First VM I ever used would have been IBM's VM/370 back in 1977.

I crashed the COBOL compiler...

Firs tried out VMware almost 20 years ago when a student of mine told me about it. For many years the only time I ever ran Windows was inside a VMWare VM at tax time, but now I let my accountant do the work...

I use a VM daily to run LXLE linux for doing VPN stuff and accessing the BBC iPlayer from Canada, thus still using the "proper" nameservers for my main work.

I use them primarily for device driver coding. I can boot into an isolated environment, load the manufacturers closed source drivers, widows out Linux, and sniff the I2C bus to see what they are actually doing :) works great.

UDL

Yes, I use them all of the time at work and home. For home I have one for my daily email and web use (e.g. banks, etc), another for general surfing and social media (youtube and face boo) and a third for my business. I also use them for testing firewalls, etc. At work I use one as my Linux desktop inside my windoze desktop.

At work we use VMware for our development environment including a copy of the FreeBSD web server.

I would love to use them at home but I am not sure any of my systems are powerful enough to run more than 1 instance (which kinda defeats the purpose some). If I get a CPU with enough "oomph" then I would love to consolidate my servers onto one single box and carve out VMs for each use.

I've used Qemu with KVM for custom Android builds http://psachin.github.io/blog/qemu

In my home I use Virtualbox over Debian as host, running VM with Whonix and Kali at the same time to 'test' several others VM as W7 and WindowsXP. I use a VM with LXLE for development, also and old copy of WindowsXP sp3 for a particular development which still uses MS Access connection, and a clean and always updated VM with W7 installation just as bridge to my VPN work to use the remote desktop feature.
Also I use Xen over Open Suse host and 3 VM with Open Suse for my Salt Stack funny-local-testing environment.
At work I have w7 as host and I use a VM with Debian as an development environment using Virtualbox.

There was a time when I really needed to run Windows from home, where everything is Linux. That's when I first used VirtualBox for the purpose. After I nuked the Windows on my PC to install Linux, I had a Win7 installation disk. Although the EULA that came with it tells me I have the right to install it as a VM on the original computer, I still get "This Windows is not genuine" messages, which I ignore.
What I am left with now as the more or less essential uses for the VM are doing my taxes, and to remote into my Windows desktop at work, which is rarely necessary. It's a little tricky to get data from my VM to the Fedora host (I don't like only having just a single copy of my tax info), but what seems to be the most efficient is to SSH/SFTP from the VM to Fedora.

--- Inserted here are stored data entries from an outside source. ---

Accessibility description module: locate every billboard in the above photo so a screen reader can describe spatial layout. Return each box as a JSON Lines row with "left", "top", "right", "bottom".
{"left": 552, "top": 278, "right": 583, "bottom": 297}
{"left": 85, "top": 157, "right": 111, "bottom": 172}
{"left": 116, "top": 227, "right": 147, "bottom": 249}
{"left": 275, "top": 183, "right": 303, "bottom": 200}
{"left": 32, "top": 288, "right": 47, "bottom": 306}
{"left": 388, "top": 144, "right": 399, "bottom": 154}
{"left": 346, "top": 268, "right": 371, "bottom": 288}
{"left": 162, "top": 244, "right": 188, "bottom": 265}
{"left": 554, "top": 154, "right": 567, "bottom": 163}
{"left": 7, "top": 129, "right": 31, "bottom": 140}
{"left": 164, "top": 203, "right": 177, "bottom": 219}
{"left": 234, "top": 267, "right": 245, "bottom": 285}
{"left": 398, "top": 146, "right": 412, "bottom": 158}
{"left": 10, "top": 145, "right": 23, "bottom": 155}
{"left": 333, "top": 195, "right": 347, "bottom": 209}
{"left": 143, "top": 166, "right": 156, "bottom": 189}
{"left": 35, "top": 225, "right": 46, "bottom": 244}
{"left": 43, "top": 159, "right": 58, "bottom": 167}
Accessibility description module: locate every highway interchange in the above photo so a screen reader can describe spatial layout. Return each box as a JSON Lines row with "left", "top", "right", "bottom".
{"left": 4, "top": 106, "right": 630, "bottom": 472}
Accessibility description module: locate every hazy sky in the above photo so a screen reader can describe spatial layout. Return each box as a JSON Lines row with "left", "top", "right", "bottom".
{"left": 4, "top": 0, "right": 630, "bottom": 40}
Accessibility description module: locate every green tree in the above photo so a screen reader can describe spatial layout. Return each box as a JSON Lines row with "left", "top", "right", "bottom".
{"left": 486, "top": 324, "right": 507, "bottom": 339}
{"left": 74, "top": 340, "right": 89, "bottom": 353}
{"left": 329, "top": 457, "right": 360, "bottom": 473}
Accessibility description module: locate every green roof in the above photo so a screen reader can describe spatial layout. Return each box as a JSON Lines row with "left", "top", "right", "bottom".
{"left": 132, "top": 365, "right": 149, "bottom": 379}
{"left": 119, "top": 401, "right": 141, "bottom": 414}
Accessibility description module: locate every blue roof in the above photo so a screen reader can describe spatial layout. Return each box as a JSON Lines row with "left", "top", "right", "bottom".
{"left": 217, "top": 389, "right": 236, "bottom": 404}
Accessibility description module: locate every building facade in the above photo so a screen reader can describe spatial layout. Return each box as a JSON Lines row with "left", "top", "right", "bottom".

A virtual machine does not always just emulate hardware. Indeed they almost always emulate some combination of hardware and library or kernel software that the runtime they support is built to rely on. It is a bit of a misnomer that those who work in OS virtualization have adopted this term and presented it in the former more narrowed sense. When you consider the term proper then you'll note that every Java programmer has used a virtual machine. That is what they employ whenever they compile or run their code using the javac or java programs. And yes the analogy is reasonable: the Java Virtual Machine takes over responsibilty for tasks normally performed by an operating system such as managing memory, scheduling execution and even JIT compiling code to optimize use of the available processors and memory system. It uses some of the underlying OS capabilities to achieve some of those tasks but also bypasses some of them in certain cases. This wider application of virtualization has a long and interesting history, especially if you look back to the Lisp and Smalltalk (or even Forth) machines of the 1980s which provided a complete, self-contained language runtime environment that implemented everything right down to the bare metal.